Voici le second épisode de Pwned, cette fois-ci consacré à une affaire plus proche de chez nous. Vous allez voir, cette histoire nous rappelle que le cyber est un espace gris, où il est parfois difficile de savoir qui est qui. Le récit étant long, l’épisode sera divisé en deux emails envoyés au cours du week-end.
Au fait, certains d’entre vous m’ont questionné sur la façon de retrouver les anciens épisodes. Alors, ma newsletter étant hébergée chez Substack, c’est très simple. Chaque envoi de mail se transforme automatiquement en post de blog à l’adresse suivante, pwned.substack.com. En prime, vous avez droit à affichage en thème sombre qui va comme un gant à la thématique traitée.

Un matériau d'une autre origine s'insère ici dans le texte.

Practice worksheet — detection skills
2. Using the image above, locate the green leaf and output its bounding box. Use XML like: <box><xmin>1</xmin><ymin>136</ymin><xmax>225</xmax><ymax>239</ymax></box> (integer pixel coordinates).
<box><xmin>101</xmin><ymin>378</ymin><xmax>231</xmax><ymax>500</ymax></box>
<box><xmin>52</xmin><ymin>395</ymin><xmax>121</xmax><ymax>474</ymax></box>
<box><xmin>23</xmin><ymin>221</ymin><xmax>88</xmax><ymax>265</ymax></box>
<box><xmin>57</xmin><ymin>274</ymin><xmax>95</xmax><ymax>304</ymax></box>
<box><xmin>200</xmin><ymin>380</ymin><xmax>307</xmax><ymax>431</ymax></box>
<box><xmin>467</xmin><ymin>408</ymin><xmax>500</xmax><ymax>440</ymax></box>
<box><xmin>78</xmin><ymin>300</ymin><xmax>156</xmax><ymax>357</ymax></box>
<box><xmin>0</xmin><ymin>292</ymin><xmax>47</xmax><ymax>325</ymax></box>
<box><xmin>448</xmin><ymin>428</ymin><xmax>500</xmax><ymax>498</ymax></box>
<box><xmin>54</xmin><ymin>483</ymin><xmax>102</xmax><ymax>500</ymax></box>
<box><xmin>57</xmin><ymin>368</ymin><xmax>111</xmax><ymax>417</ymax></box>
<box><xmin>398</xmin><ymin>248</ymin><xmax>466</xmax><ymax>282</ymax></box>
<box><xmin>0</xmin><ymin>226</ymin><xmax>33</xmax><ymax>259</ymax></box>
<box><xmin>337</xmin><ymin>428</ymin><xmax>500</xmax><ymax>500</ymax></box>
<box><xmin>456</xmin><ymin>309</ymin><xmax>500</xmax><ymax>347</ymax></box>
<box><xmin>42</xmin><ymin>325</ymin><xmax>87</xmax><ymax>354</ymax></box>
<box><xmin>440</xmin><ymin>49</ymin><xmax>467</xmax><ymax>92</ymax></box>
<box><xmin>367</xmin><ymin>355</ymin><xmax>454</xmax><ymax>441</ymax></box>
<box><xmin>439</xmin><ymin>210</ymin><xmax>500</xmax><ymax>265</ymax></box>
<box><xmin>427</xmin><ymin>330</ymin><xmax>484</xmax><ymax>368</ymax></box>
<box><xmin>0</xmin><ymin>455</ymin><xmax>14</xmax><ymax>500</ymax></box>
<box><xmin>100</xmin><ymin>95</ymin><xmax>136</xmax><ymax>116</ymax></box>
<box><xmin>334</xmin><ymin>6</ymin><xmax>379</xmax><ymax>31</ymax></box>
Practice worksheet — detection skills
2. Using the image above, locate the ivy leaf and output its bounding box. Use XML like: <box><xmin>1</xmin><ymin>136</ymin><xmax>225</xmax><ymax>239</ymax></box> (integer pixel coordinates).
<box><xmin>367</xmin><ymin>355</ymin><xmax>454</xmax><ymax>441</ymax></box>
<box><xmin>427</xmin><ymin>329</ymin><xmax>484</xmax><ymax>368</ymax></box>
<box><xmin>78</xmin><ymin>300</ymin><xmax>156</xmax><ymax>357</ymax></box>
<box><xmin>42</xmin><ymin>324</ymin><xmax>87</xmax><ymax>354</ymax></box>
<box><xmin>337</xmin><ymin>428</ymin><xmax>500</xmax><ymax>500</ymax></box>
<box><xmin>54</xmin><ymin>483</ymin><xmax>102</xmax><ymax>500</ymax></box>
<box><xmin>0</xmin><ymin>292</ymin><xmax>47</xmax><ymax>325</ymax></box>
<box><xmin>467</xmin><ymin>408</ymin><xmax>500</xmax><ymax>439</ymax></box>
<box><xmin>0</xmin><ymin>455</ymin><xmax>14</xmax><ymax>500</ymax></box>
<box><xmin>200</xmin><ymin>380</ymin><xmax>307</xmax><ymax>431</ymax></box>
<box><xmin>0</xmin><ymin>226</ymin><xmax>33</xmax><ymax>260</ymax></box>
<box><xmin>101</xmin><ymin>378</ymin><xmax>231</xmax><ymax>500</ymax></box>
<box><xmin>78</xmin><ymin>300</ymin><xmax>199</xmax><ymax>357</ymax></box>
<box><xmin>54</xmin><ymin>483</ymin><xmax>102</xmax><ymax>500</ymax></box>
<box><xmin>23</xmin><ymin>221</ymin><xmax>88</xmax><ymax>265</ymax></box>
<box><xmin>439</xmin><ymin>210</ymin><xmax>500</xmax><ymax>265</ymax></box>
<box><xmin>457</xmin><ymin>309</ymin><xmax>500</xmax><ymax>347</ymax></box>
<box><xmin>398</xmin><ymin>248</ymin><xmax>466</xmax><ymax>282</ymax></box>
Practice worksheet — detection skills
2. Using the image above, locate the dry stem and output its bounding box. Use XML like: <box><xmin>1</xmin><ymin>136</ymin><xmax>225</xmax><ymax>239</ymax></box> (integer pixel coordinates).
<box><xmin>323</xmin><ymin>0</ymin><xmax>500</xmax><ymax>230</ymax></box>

Si vous lisez d’ailleurs ce post sur le site ou si on vous a transmis ce mail, il est encore temps de vous inscrire:
Pour ce second épisode de Pwned, je vais vous parler d’une histoire découverte il y a un an au palais de justice de Paris.
Alors c’est vrai, il y a tellement de demandes de rançons qu’on en perd un peu le fil. Mais en novembre 2019, souvenez-vous, c’est Edenred, la société des tickets-restaurant, qui est visée par une attaque par rançongiciel. Ce qu’on sait moins, c’est que derrière cette première demande de rançon, il y en a eu une deuxième.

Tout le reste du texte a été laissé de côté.